Benjamin N. Trollinger was a member of the North Carolina General Assembly in the 1836 session. Eight years later, in 1844, he built one of the first cotton mills in present-day Alamance County. A promoter of internal improvements, he was a great supporter of the North Carolina Railroad. He and his partner and brother-in-law, Dr. D. A. Montgomery, were large contractors for the railroad in Alamance, Orange, Wake, and Johnston counties. They made brick and built bridges over Haw River, Back Creek, and both crossings of the Eno River at Hillsborough. They also ran a steam sawmill at Asbury and Cary, Wake County, for the purpose of cutting ties for the railroad.

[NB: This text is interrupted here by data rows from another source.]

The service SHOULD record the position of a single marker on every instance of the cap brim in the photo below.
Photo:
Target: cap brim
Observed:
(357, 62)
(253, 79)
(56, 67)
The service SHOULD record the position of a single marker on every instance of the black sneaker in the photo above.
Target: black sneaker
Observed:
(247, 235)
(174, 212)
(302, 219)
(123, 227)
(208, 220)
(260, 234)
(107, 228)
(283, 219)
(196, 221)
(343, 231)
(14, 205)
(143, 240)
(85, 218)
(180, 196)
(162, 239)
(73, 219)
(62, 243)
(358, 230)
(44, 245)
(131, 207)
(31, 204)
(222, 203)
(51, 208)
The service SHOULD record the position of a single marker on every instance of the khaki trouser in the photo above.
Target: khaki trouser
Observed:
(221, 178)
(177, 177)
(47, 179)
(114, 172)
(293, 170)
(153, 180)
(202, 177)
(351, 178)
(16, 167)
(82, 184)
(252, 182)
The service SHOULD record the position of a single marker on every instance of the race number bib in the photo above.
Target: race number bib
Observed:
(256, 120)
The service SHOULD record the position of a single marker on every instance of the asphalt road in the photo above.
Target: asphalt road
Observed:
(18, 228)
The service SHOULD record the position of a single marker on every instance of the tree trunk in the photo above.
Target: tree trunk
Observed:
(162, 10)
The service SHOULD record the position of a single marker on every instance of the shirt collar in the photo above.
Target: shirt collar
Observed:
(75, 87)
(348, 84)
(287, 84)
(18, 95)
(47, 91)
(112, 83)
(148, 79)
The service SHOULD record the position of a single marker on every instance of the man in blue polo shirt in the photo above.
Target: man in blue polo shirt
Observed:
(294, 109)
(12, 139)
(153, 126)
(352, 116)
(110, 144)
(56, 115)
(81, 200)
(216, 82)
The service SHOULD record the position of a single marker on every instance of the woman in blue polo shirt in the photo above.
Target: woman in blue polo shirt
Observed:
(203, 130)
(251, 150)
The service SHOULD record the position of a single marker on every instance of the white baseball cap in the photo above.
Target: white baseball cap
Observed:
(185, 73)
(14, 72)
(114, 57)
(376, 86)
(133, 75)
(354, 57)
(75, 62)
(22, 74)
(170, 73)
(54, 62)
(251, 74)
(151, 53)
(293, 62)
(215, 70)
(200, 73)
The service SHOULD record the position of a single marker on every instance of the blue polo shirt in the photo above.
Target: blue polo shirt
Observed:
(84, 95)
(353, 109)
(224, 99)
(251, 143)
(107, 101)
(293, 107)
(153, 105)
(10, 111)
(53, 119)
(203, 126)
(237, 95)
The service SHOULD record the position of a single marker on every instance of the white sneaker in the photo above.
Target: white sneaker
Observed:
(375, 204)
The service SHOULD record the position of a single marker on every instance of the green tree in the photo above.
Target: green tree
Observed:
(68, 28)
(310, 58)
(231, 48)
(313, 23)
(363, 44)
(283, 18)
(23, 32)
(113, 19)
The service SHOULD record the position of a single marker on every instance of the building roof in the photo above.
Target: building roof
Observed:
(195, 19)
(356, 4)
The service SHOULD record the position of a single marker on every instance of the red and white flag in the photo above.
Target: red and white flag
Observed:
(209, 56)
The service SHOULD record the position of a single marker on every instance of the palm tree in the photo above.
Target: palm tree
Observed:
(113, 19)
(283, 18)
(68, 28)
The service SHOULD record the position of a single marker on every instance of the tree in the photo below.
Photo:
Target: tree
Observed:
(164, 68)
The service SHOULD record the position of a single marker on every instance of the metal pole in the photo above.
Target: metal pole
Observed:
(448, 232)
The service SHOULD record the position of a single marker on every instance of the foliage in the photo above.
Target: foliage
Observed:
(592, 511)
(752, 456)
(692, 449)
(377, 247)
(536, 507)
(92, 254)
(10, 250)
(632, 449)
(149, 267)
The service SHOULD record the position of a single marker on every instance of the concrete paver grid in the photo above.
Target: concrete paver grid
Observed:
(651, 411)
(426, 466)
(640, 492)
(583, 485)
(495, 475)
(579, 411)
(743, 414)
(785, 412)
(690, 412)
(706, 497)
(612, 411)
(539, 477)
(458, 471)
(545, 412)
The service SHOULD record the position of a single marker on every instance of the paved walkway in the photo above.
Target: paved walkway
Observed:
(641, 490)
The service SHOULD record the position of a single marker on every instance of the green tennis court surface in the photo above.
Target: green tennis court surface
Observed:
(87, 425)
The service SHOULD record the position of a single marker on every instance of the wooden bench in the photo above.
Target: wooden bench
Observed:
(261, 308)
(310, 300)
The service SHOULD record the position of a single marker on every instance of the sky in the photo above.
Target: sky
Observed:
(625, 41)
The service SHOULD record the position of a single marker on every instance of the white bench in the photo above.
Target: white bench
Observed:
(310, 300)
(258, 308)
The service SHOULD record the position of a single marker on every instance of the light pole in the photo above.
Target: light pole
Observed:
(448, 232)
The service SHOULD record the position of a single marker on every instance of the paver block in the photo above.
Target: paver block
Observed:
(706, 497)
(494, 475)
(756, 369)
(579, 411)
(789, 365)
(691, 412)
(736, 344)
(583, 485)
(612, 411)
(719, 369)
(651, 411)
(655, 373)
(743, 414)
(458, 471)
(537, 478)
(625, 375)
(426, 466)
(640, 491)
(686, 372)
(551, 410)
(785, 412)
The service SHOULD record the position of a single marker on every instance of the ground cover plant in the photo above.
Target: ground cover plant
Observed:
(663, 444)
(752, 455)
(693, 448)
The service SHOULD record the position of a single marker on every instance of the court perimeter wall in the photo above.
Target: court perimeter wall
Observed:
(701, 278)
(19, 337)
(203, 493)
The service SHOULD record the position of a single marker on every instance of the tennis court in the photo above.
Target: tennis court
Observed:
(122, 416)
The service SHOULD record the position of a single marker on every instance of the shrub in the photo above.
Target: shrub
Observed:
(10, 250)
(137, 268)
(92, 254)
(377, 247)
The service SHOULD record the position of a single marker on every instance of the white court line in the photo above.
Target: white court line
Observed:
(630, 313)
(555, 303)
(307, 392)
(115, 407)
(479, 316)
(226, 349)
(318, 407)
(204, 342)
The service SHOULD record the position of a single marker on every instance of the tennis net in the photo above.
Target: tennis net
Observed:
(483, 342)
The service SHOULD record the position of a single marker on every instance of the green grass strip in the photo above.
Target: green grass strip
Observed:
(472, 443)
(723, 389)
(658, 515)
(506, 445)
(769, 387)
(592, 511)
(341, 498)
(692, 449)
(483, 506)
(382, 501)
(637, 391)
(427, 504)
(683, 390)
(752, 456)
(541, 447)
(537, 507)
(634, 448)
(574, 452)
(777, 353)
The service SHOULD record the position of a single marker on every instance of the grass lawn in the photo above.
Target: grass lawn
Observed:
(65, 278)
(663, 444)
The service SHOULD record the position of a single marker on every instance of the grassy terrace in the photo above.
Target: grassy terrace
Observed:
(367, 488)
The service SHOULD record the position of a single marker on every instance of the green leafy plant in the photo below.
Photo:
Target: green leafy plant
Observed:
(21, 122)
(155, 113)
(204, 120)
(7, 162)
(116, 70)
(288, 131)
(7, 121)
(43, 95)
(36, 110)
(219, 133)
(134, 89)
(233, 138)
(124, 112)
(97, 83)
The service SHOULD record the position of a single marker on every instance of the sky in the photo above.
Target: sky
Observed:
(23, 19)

The North Carolina Railroad wanted to locate its repair and maintenance shops on land slightly west of what is now Burlington and were shocked when they found that people in western Alamance could not be persuaded to sell their land. Had not Ben Trollinger come
to the rescue at this point, the county might have lost the shops altogether. The railroad, he said, could build shops on his property two miles west of Graham. The railroad accepted this offer after acquiring several other tracts. This land, totaling 632 acres, cost the railroad $6,748.
After the railroad was completed, Trollinger built a hotel at Haw River with the hope that it would become a stopping place for the trains. However, another hotel went up at Company Shops, and the Trollinger hotel failed. Being a man of great energy, Ben Trollinger did not stop but went to Clayton, Johnston County, and began producing spirits of turpentine. This enterprise proved profitable, and, needing a larger area in which to work, he moved to Richmond County, where he and his father bought 5,000 acres of pine land in order to produce turpentine there. The operation was successful, but when the Civil War began in 1861, foreseeing that the Confederacy would need salt, he started two separate salt works south of Wilmington.
There, in the summer of 1862, he became ill with yellow fever. He died and was buried at Haw River.
Trollinger married Nancy Elizabeth Montgomery, and they had a son and two daughters: John, Sallie, and Mary Frances.